Si intitola Infonda Dio sapienza nel cuore. Si può evitare di essere stolti la proposta pastorale di monsignor Mario Delpini, arcivescovo di Milano, pubblicata in vista dell’anno pastorale 2020-2021 che inizierà ufficialmente il prossimo 8 settembre, festa della Natività della Beata Vergine Maria. Il testo, introdotto da un passo del «Memoriale ai milanesi» di san Carlo Borromeo e da un brano del discorso rivolto il 20 giugno scorso da Papa Francesco a medici, infermieri e operatori sanitari della Lombardia, contiene anche la prima delle quattro lettere alla Chiesa ambrosiana per il nuovo anno pastorale, che verrà diffusa l’8 settembre, mentre le altre tre usciranno all’inizio dell’Avvento, della Quaresima e del tempo di Pentecoste. Pubblichiamo un breve stralcio della proposta pastorale.
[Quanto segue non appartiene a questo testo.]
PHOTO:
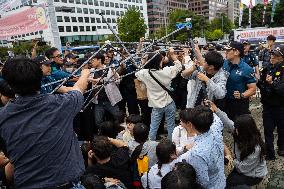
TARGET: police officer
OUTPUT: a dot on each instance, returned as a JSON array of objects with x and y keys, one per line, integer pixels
[
  {"x": 250, "y": 58},
  {"x": 271, "y": 85},
  {"x": 241, "y": 83},
  {"x": 264, "y": 55}
]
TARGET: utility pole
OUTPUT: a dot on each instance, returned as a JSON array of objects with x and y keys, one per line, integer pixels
[{"x": 53, "y": 24}]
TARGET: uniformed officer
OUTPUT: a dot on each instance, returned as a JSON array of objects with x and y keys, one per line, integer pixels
[
  {"x": 271, "y": 85},
  {"x": 250, "y": 58},
  {"x": 241, "y": 83},
  {"x": 264, "y": 55}
]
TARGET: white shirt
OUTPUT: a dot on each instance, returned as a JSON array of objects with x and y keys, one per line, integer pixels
[
  {"x": 181, "y": 139},
  {"x": 157, "y": 96}
]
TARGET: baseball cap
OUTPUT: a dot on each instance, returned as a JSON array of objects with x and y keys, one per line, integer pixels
[
  {"x": 246, "y": 42},
  {"x": 71, "y": 55},
  {"x": 235, "y": 45},
  {"x": 279, "y": 51},
  {"x": 42, "y": 60}
]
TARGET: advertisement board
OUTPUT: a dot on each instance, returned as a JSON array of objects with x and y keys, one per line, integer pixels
[{"x": 259, "y": 34}]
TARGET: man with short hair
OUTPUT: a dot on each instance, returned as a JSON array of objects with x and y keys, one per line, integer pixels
[
  {"x": 241, "y": 83},
  {"x": 57, "y": 73},
  {"x": 207, "y": 153},
  {"x": 38, "y": 129},
  {"x": 250, "y": 58},
  {"x": 209, "y": 81}
]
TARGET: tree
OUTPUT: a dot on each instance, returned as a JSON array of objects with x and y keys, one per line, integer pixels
[
  {"x": 216, "y": 23},
  {"x": 178, "y": 15},
  {"x": 131, "y": 26},
  {"x": 215, "y": 35}
]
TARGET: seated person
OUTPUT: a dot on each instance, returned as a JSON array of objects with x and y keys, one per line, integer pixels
[
  {"x": 91, "y": 181},
  {"x": 166, "y": 153},
  {"x": 141, "y": 145},
  {"x": 109, "y": 163},
  {"x": 182, "y": 177},
  {"x": 249, "y": 164}
]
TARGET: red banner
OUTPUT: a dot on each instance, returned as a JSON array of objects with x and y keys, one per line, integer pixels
[{"x": 27, "y": 21}]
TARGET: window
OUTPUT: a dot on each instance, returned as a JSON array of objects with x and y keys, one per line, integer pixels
[
  {"x": 59, "y": 19},
  {"x": 61, "y": 28},
  {"x": 79, "y": 10},
  {"x": 74, "y": 19},
  {"x": 98, "y": 20},
  {"x": 68, "y": 28},
  {"x": 85, "y": 10},
  {"x": 66, "y": 18},
  {"x": 75, "y": 28},
  {"x": 80, "y": 19}
]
Nei momenti in cui il male si accanisce sulla vita di una persona o di un popolo, sorgono domande che assumono toni drammatici. Nei tempi dell’epidemia, quando il pericolo è imminente per tutti e ogni comunità, forse anche ogni casa, è visitata dalla malattia e dalla morte, le domande diventano pubbliche, ripetute, esasperate. Certo si raccolgono anche domande che rivelano una resistenza di fronte all’angoscia, intesa come una debolezza. Chi si sente forte, chi si ritiene al riparo dalla minaccia immediata si domanda: che cosa si può fare e che cosa non si può fare? Quando finirà? Che cosa comporta quello che sta succedendo per le attività ordinarie, la scuola, l’economia, le vacanze, la vita della comunità cristiana? Sono domande giuste, legittime, doverose anche. Ma hanno il tratto delle “domande facili”, anche se le risposte non sempre sono tanto semplici. Dall’abisso dell’angoscia, del pericolo estremo, dello strazio che trafigge l’anima sorgono invece grida più scomposte, meno decifrabili, e forse persino indisponibili a diventare discorso e a ricevere luce dalla sapienza. Sono domande che si possono definire “teologiche”: perché succede questo? Perché Dio non lo impedisce? Che cosa fa Dio in questa situazione? Perché Dio non ci ascolta?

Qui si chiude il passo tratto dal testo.